Rules Index | GM Screen | Player's Guide

Chapter 10: Game Mastering / Game Mastering / Planning a Campaign


Source Core Rulebook pg. 484 4.0
The themes you choose for your campaign are what distinguish it from other campaigns. They include the major dramatic questions of your story and the repeated use of certain environments or creatures, and they can also include embracing a genre beyond traditional high fantasy. The themes you choose for your campaign also suggest storyline elements you might use.

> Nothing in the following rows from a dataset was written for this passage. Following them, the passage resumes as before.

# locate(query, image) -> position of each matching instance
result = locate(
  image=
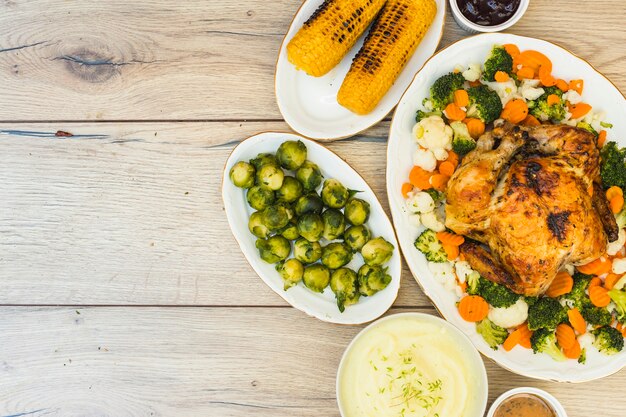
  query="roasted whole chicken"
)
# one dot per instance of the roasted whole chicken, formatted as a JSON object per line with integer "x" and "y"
{"x": 531, "y": 199}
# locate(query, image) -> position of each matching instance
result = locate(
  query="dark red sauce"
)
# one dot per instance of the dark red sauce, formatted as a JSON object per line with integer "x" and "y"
{"x": 488, "y": 12}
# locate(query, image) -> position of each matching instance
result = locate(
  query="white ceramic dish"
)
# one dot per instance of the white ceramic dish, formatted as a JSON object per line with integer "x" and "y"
{"x": 323, "y": 306}
{"x": 546, "y": 396}
{"x": 599, "y": 92}
{"x": 462, "y": 346}
{"x": 472, "y": 27}
{"x": 309, "y": 104}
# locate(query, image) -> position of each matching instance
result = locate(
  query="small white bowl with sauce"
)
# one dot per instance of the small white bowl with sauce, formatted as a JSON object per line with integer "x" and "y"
{"x": 526, "y": 402}
{"x": 411, "y": 364}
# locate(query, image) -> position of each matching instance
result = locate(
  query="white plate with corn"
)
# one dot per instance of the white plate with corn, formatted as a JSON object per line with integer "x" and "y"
{"x": 324, "y": 39}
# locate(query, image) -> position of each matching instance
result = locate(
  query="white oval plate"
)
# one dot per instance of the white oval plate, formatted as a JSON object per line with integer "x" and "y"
{"x": 598, "y": 91}
{"x": 322, "y": 306}
{"x": 309, "y": 104}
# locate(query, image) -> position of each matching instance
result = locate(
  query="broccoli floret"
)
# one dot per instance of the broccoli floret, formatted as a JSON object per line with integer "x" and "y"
{"x": 544, "y": 340}
{"x": 546, "y": 313}
{"x": 429, "y": 245}
{"x": 613, "y": 168}
{"x": 587, "y": 127}
{"x": 619, "y": 298}
{"x": 499, "y": 60}
{"x": 542, "y": 111}
{"x": 485, "y": 104}
{"x": 493, "y": 334}
{"x": 442, "y": 90}
{"x": 609, "y": 340}
{"x": 462, "y": 142}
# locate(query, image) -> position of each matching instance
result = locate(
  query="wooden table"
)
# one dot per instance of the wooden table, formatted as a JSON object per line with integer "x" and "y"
{"x": 122, "y": 290}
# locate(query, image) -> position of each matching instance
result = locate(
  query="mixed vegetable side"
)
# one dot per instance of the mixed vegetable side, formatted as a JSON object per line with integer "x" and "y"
{"x": 283, "y": 189}
{"x": 584, "y": 306}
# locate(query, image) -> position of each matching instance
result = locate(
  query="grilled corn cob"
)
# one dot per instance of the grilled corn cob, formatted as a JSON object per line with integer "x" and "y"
{"x": 329, "y": 34}
{"x": 390, "y": 44}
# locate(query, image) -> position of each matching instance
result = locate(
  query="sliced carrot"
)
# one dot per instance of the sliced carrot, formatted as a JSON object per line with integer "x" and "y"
{"x": 576, "y": 85}
{"x": 501, "y": 76}
{"x": 511, "y": 49}
{"x": 512, "y": 340}
{"x": 616, "y": 204}
{"x": 406, "y": 189}
{"x": 525, "y": 72}
{"x": 461, "y": 98}
{"x": 562, "y": 284}
{"x": 562, "y": 85}
{"x": 599, "y": 296}
{"x": 577, "y": 321}
{"x": 476, "y": 127}
{"x": 553, "y": 99}
{"x": 613, "y": 192}
{"x": 420, "y": 178}
{"x": 601, "y": 138}
{"x": 439, "y": 182}
{"x": 515, "y": 110}
{"x": 578, "y": 110}
{"x": 450, "y": 238}
{"x": 573, "y": 352}
{"x": 473, "y": 308}
{"x": 454, "y": 112}
{"x": 451, "y": 250}
{"x": 565, "y": 336}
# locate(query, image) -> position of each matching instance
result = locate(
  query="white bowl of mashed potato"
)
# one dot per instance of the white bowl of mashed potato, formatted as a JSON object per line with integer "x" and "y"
{"x": 411, "y": 365}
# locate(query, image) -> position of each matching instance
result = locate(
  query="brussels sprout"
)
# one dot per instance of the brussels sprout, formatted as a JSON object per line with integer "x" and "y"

A storyline’s themes usually relate to the backstories, motivations, and flaws of the player characters and villains. For example, if you’ve chosen revenge as one of the themes of your game, you might introduce a villain whose quest for revenge tears his life apart and causes tragic harm to those around him. If one of the player characters is a chaotic good believer in liberty and freedom, you might engage that character by pitting the group against slavers. Or, you might choose a theme of love, leading to nonplayer characters involved in doomed romances, seeking to regain lovers they have lost, or courting the player characters.

Using similar locations and related creatures helps you form connections between disparate adventures. The players feel like their characters are becoming experts negotiating with giants, navigating seaways, battling devils, exploring the planes, or dealing with whatever the recurring elements are. For example, you might have the players explore a frozen tundra early on, then later travel to an icy plane filled with more difficult challenges that can be overcome using knowledge they’ve previously developed. Likewise, hobgoblin soldiers may be tough enemies for your group at low levels, but as the PCs attain higher levels and the hobgoblins become mere minions of another creature, the players feel a sense of progression.

Pathfinder is a fantasy adventure game, but you can shift your campaign to include elements of other fictional genres. You might want to infuse your game a with a sense of horror, reduce the amount of magic and use slow advancement (page 509) to make it a tale of sword and sorcery, or turn magic into technology for a steampunk setting.